A more expansive partnership was formalized at Iolani Palace. The traditional leaders of Aotearoa, Samoa, Fiji, Marshall Islands and the Federated States of Micronesia gathered in the throne room with Indigenous leaders from Hawaii: Prince David Kawananakoa, Senator Jarrett Keohokalole and Carmen "Hulu" Lindsey. They signed the Tuurama Ariki Declaration, pledging to work together on the Pacific's most pressing issues: climate change, economic sovereignty, public health and military waste remediation.

This was the blossoming of a seed that King Kalakaua had planted almost 140 years ago.

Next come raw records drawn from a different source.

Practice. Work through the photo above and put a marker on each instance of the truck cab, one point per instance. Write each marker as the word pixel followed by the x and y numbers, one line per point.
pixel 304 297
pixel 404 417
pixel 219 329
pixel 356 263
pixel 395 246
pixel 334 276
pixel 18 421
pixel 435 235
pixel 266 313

The Hawaiian monarch endeavored to create a Pacific confederation and sent an emissary to the king of Samoa, who signed a treaty with Hawaii on February 17, 1887. Unfortunately, the nascent alliance was thwarted by colonial aggression: a coup detat in Hawaii and the German occupation of Samoa. "To honor King Kalakaua's vision all these years later and to have the declaration signed by these traditional leaders in the palace throne room on Kamehameha Day was really extraordinary," says Kaanaana.

Kaanaana, Sala and de Silva all hope this festival serves as a catalyst for more engagement with Oceania as a whole. "We need to nurture, maintain and challenge these relationships with our colleagues, friends and family," Sala says. "I truly believe that the Pacific is the future of the world."